Books That Will Help

Topic	Book	Chapter
Static Code Analysis	“Compilers: Principles, Techniques, and Tools” by Aho et al.	Ch. 4 (Syntax Analysis)
Call Graph Algorithms	“Engineering a Compiler” by Cooper & Torczon	Ch. 9 (Data-Flow Analysis)
Design Patterns	“Design Patterns” by Gang of Four	All chapters
Legacy Code Understanding	“Working Effectively with Legacy Code” by Michael Feathers	Ch. 1-2, 16
Software Architecture	“Clean Architecture” by Robert C. Martin	Ch. 13-14 (Components)

Common Pitfalls & Debugging

Problem 1: “Call graph includes too many library methods (java.util.*, etc.)”

Why: No filtering - you’re graphing the entire JDK.
Fix: Filter out standard library packages.

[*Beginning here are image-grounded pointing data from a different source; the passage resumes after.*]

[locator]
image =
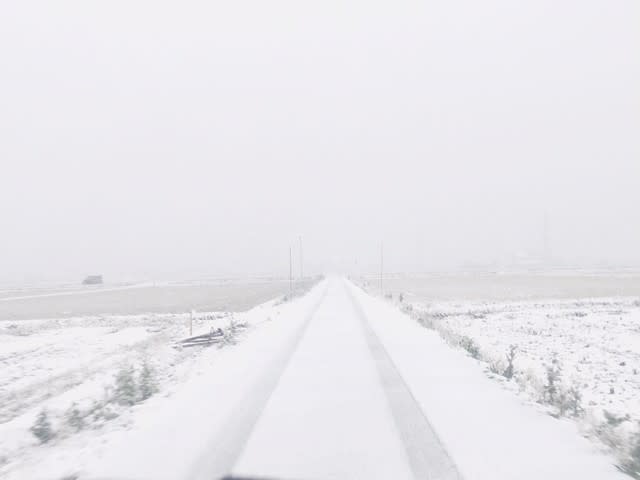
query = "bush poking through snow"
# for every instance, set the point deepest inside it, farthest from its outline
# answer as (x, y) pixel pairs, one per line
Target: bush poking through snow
(74, 418)
(511, 356)
(470, 346)
(147, 385)
(573, 400)
(42, 429)
(125, 392)
(550, 391)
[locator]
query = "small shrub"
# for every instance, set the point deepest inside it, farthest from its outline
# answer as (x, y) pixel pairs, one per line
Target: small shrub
(147, 385)
(74, 418)
(551, 387)
(42, 429)
(125, 391)
(497, 367)
(573, 399)
(511, 356)
(470, 346)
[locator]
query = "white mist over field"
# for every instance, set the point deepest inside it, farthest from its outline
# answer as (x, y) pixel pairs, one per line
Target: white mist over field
(176, 138)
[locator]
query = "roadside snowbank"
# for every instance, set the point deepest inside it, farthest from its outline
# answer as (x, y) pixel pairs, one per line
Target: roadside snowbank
(157, 438)
(488, 431)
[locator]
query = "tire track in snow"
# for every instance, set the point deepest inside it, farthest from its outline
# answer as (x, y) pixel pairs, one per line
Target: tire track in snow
(216, 463)
(427, 456)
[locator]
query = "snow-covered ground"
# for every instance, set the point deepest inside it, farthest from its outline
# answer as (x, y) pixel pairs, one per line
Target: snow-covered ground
(161, 297)
(71, 364)
(300, 391)
(591, 345)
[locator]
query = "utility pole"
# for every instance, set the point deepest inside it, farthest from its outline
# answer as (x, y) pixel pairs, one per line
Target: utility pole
(301, 267)
(381, 267)
(290, 274)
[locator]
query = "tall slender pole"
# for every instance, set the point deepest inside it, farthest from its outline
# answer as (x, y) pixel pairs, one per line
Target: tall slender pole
(301, 267)
(381, 267)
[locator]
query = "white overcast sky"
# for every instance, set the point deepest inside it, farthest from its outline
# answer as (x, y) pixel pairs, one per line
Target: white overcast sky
(153, 138)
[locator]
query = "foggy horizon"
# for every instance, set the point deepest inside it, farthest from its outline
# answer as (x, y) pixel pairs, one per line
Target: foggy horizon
(160, 140)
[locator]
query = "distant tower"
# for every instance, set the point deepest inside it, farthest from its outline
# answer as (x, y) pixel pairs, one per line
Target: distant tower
(546, 248)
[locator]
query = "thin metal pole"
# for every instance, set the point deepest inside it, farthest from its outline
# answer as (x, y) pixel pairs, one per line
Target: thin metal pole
(301, 267)
(381, 267)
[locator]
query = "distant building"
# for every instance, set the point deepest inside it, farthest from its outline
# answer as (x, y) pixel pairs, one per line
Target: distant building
(93, 280)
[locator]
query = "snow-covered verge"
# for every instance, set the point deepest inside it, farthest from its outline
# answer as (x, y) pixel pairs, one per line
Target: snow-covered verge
(489, 432)
(73, 391)
(571, 358)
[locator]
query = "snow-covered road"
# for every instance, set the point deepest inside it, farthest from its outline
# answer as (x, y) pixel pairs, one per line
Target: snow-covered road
(336, 384)
(330, 415)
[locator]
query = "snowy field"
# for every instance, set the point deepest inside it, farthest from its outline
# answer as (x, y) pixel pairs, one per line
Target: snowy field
(582, 330)
(73, 301)
(89, 372)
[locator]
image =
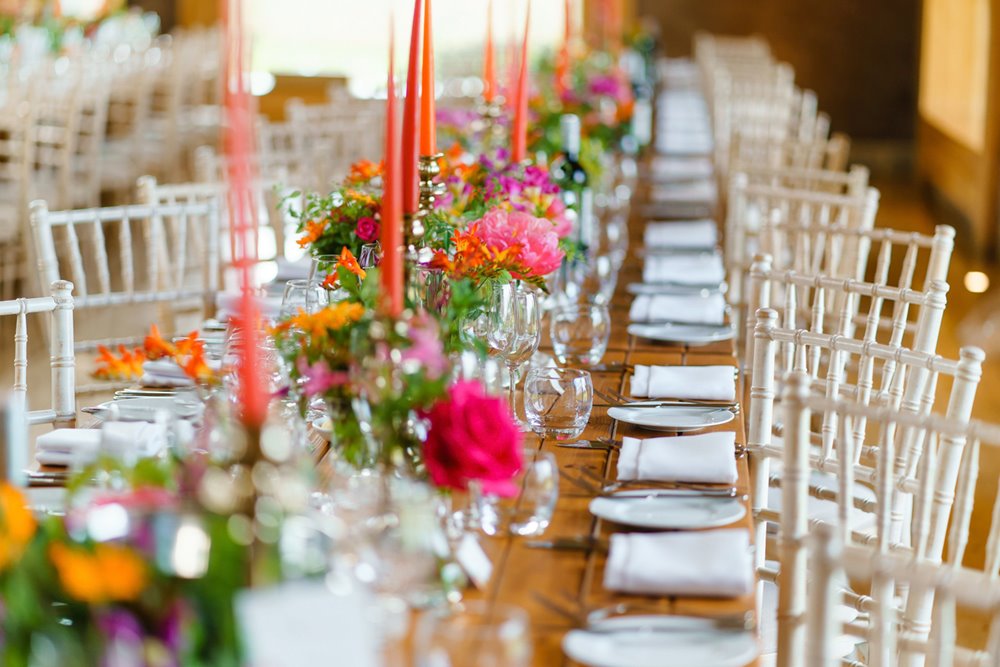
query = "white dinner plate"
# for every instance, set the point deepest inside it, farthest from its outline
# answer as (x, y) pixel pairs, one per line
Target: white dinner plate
(684, 511)
(673, 288)
(674, 418)
(659, 641)
(144, 408)
(324, 426)
(690, 334)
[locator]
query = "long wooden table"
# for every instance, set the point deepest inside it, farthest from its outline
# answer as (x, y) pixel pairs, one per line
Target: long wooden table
(522, 573)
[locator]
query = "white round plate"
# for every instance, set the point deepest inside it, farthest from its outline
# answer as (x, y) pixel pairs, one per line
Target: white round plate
(690, 334)
(675, 418)
(672, 288)
(144, 408)
(660, 641)
(323, 426)
(684, 511)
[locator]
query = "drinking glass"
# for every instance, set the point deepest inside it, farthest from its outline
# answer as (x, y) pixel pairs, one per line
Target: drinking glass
(307, 295)
(514, 331)
(371, 255)
(476, 634)
(527, 512)
(558, 401)
(321, 267)
(580, 333)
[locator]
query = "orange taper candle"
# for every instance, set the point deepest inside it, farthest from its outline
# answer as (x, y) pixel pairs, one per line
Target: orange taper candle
(392, 215)
(489, 65)
(411, 116)
(519, 148)
(428, 121)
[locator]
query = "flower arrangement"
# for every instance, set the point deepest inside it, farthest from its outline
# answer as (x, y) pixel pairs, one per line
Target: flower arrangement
(188, 353)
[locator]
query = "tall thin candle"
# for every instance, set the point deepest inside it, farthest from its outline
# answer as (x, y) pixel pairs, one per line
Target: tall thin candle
(411, 116)
(519, 148)
(242, 219)
(428, 121)
(489, 65)
(392, 215)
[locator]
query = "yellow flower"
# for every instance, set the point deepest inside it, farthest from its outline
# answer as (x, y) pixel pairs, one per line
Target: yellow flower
(109, 573)
(17, 524)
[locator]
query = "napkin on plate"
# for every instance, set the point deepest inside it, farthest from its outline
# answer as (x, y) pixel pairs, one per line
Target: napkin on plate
(707, 458)
(683, 234)
(80, 446)
(713, 563)
(710, 383)
(227, 304)
(694, 191)
(684, 269)
(688, 308)
(666, 168)
(164, 373)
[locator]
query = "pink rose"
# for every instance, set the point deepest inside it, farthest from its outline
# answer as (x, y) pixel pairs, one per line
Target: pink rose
(473, 437)
(536, 237)
(367, 229)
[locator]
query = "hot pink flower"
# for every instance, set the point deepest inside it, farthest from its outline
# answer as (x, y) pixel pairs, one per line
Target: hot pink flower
(319, 377)
(367, 229)
(473, 438)
(537, 239)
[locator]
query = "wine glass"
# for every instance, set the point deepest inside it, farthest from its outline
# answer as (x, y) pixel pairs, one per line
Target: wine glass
(514, 332)
(306, 295)
(371, 255)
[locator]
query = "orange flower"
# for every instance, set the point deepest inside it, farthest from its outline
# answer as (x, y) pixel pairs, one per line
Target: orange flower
(109, 573)
(349, 262)
(126, 366)
(156, 346)
(331, 317)
(17, 524)
(364, 171)
(314, 230)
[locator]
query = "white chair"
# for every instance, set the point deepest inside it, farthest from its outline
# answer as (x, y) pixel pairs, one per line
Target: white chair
(948, 469)
(125, 259)
(751, 207)
(59, 306)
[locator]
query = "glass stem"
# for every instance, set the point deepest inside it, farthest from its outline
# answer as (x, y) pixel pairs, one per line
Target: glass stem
(511, 390)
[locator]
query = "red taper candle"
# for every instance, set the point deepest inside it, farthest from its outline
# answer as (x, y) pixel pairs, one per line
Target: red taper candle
(411, 118)
(392, 194)
(428, 121)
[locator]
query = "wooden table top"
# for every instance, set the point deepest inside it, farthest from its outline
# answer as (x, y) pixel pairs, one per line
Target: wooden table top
(522, 573)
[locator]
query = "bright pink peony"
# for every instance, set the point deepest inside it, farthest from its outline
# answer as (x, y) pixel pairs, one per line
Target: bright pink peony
(537, 239)
(367, 229)
(473, 438)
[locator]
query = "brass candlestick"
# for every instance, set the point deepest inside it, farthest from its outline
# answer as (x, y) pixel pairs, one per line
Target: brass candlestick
(429, 189)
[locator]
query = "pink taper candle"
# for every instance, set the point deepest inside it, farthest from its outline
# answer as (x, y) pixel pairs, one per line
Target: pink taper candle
(411, 117)
(392, 214)
(428, 121)
(489, 65)
(519, 148)
(238, 145)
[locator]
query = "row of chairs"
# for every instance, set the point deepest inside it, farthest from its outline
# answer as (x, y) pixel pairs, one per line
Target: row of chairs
(840, 322)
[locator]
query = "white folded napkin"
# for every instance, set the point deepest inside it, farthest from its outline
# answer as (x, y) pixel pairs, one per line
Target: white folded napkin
(707, 458)
(681, 234)
(684, 269)
(713, 563)
(690, 308)
(710, 383)
(228, 303)
(703, 191)
(80, 446)
(164, 373)
(668, 168)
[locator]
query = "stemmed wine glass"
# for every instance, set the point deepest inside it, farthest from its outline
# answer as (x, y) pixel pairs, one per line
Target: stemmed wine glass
(514, 332)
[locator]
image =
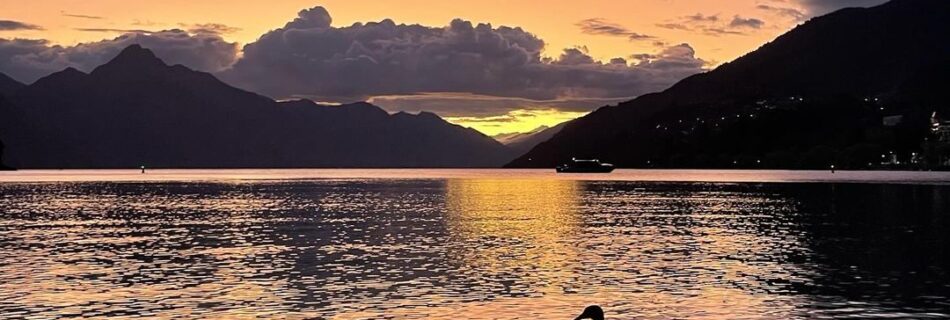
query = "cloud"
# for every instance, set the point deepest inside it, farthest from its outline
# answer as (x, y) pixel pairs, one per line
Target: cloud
(110, 30)
(712, 25)
(801, 10)
(598, 26)
(80, 16)
(792, 13)
(482, 106)
(212, 28)
(820, 7)
(740, 22)
(28, 60)
(10, 25)
(699, 17)
(310, 58)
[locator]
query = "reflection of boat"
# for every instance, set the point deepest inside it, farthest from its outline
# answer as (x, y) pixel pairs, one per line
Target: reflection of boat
(585, 166)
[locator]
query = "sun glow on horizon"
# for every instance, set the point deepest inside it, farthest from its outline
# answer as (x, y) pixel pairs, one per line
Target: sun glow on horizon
(517, 121)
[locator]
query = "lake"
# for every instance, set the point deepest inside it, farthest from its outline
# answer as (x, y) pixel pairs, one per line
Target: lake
(474, 244)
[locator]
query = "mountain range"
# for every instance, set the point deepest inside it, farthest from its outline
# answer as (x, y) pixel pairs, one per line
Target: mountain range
(845, 88)
(136, 111)
(850, 89)
(522, 142)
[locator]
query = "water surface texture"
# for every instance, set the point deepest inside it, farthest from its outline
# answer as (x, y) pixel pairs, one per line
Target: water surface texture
(475, 246)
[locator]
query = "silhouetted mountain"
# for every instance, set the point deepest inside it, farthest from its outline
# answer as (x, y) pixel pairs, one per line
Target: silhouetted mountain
(8, 86)
(843, 88)
(522, 142)
(136, 110)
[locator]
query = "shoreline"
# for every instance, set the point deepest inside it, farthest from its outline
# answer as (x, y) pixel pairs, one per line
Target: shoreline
(620, 175)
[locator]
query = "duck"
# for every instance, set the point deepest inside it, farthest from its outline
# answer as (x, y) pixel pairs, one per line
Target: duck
(592, 312)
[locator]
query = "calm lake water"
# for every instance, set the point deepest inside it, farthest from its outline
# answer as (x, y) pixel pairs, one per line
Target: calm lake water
(474, 244)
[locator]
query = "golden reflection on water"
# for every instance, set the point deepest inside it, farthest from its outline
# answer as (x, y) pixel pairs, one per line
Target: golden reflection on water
(487, 248)
(538, 214)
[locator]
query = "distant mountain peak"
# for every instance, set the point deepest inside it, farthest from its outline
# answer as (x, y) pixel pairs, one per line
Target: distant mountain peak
(9, 85)
(133, 57)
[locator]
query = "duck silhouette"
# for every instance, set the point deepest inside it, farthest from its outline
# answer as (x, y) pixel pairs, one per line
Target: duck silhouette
(592, 312)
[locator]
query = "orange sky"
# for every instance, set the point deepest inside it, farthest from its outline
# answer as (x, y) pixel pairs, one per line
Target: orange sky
(555, 21)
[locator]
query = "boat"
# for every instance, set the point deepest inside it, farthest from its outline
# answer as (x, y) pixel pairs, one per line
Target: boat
(585, 166)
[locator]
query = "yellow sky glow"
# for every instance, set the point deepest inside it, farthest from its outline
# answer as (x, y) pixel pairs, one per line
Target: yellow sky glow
(555, 21)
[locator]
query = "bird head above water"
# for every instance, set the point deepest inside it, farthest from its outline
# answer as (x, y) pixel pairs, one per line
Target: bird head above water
(592, 312)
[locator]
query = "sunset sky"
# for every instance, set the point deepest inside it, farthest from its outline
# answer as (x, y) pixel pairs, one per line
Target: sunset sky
(557, 61)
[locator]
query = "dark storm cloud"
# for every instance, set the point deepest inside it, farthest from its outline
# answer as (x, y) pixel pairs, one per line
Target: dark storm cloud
(10, 25)
(310, 58)
(28, 60)
(740, 22)
(598, 26)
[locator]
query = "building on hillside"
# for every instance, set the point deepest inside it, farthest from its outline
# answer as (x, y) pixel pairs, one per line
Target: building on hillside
(940, 127)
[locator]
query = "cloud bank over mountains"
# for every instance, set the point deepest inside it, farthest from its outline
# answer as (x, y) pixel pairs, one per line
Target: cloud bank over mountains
(310, 58)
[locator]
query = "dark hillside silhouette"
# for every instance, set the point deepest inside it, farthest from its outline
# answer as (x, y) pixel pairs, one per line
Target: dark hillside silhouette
(136, 110)
(8, 86)
(842, 88)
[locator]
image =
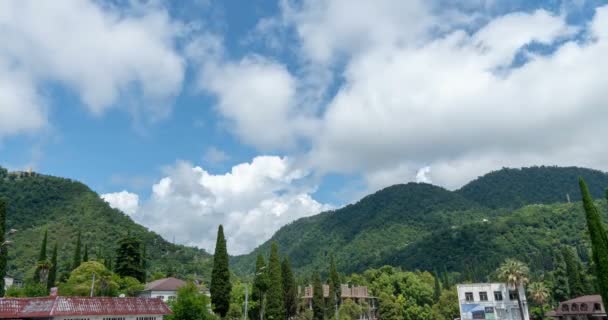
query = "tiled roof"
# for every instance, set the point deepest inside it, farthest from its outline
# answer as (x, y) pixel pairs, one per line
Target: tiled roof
(167, 284)
(79, 306)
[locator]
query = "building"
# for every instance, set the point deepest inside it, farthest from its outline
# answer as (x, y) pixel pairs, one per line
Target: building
(585, 307)
(165, 289)
(494, 301)
(358, 294)
(83, 308)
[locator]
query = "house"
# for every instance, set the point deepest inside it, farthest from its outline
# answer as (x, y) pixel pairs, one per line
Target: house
(496, 301)
(585, 307)
(165, 289)
(83, 308)
(358, 294)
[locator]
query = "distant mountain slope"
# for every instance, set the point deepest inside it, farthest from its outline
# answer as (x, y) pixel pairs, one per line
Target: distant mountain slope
(428, 227)
(514, 188)
(65, 207)
(364, 234)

Only graph application code.
Quick test: Call graph should have <1000 nodes for a typical app.

Problem 2: “Missing method calls - graph is incomplete”

Why: Reflection, lambda expressions, or method references not detected.
Fix: Combine static analysis with dynamic profiling (run app with instrumentation).
Quick test: Cross-check against actual execution trace from debugger.

Problem 3: “Singleton detection produces false positives”

Why: Any method named getInstance() triggers detection.
Fix: Check for static field + lazy initialization pattern, not just method name.
Quick test: Manual code review of detected Singletons.

Problem 4: “Generated diagram is unreadable - 1000+ lines of ASCII”

Why: Showing entire call graph instead of high-level architecture.
Fix: Create multiple diagrams: overview + detailed sub-graphs for each layer.
Quick test: Overview diagram should fit on one screen (<50 lines).

Problem 5: “Analysis takes 10 minutes for 500 files”

Why: Parsing each file from scratch on every run.
Fix: Cache parsed ASTs, only re-parse changed files.
Quick test: Second run should be <5 seconds (cache hit).